Not all AI abstraction tools are built the same way, though. The critical difference lies in how a platform handles traceability and trust. Registrars can't simply accept an AI-generated output; they need to verify it, audit it, and stand behind it. That requires a system that shows its work.
Brim Analytics was purpose-built for this workflow. Rather than generating opaque outputs, Brim produces structured, traceable first-pass abstractions grounded in the source record, so registrars can see exactly where each data point came from and efficiently validate or refine it. Brim identifies essential registry variables across diagnosis details, tumor characteristics, treatments, and timelines, and has supported over 100 abstraction projects processing more than 100 billion tokens of clinical documentation. The result is a workflow where AI handles the extraction and registrars do what they do best: expert review, precise coding, and nuanced clinical decision-making.
For cancer registries facing growing case volumes and staffing pressures, this kind of human-in-the-loop approach isn't just more efficient; it's also more defensible.
Bottom Line
Cancer registry abstraction is detailed, high-stakes work. Brim Analytics is built by researchers who understand that, and designed to make your registrars faster without sacrificing the accuracy your data depends on.
If you're curious what that looks like in practice for your registry, we'd love to show you.
Cancer Registry FAQ
Why are cancer registries important for healthcare organizations?
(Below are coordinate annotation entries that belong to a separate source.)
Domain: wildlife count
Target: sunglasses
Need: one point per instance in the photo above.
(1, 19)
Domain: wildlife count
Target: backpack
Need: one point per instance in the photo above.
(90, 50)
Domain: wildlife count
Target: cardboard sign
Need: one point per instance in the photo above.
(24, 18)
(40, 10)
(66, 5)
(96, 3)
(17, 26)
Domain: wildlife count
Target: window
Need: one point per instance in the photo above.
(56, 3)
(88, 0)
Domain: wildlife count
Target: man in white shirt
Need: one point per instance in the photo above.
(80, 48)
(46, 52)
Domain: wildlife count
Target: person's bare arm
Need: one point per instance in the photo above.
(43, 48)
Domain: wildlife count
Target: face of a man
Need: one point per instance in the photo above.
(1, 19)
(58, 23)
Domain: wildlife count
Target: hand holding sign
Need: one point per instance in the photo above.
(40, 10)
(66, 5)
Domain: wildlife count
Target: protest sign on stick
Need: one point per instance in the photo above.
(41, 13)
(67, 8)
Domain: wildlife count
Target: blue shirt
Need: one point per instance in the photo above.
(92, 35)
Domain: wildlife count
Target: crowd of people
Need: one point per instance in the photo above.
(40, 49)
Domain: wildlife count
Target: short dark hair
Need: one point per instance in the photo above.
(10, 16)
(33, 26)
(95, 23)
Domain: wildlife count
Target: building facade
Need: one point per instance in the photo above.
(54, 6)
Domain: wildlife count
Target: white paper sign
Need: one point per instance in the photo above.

Cancer registries give healthcare organizations a structured, longitudinal view of their cancer cases that EHR data alone can't provide. Clinicians and quality teams use registry data to benchmark against national standards and track outcomes over time. Administrators and researchers rely on it to understand population-level patterns, identify care disparities, and support IRB-approved research. And at the public health level, aggregated registry data shapes screening guidelines, funding priorities, and cancer control policy.
The challenge is that maintaining a high-quality registry is resource-intensive. That's why tools that streamline abstraction without compromising data integrity matter.
What is the difference between a hospital-based and a population-based cancer registry?
Hospital-based registries track cancer cases within a specific facility or health system, supporting local quality improvement, accreditation, and patient care decisions. Population-based registries collect data across an entire geography or demographic group, making them better suited for understanding cancer trends, disparities, and public health outcomes at scale. Many registrars work within hospital-based systems that report up to state and national population-based registries like SEER.
How long does cancer registry abstraction typically take?
Manual abstraction of a single case can take anywhere from 30 minutes to several hours depending on case complexity, documentation quality, and the number of variables required by the registry. AI-assisted abstraction can significantly reduce this time by surfacing relevant variables from unstructured notes as a structured first-pass draft for registrar review.
What variables are typically required for cancer registry reporting?
Core variables include patient demographics, primary cancer site, histology, stage at diagnosis, first course of treatment, and follow-up survival status. Specific registries such as CoC-accredited hospital registries or specialty registries focused on oncology subspecialties may require additional variables beyond the standard set.
How do AI tools maintain data quality in registry abstraction?
The best AI abstraction tools are designed to support registrars, not replace them. Platforms like Brim generate traceable, source-grounded abstractions that registrars can audit and validate, preserving the accuracy and defensibility that registry reporting requires.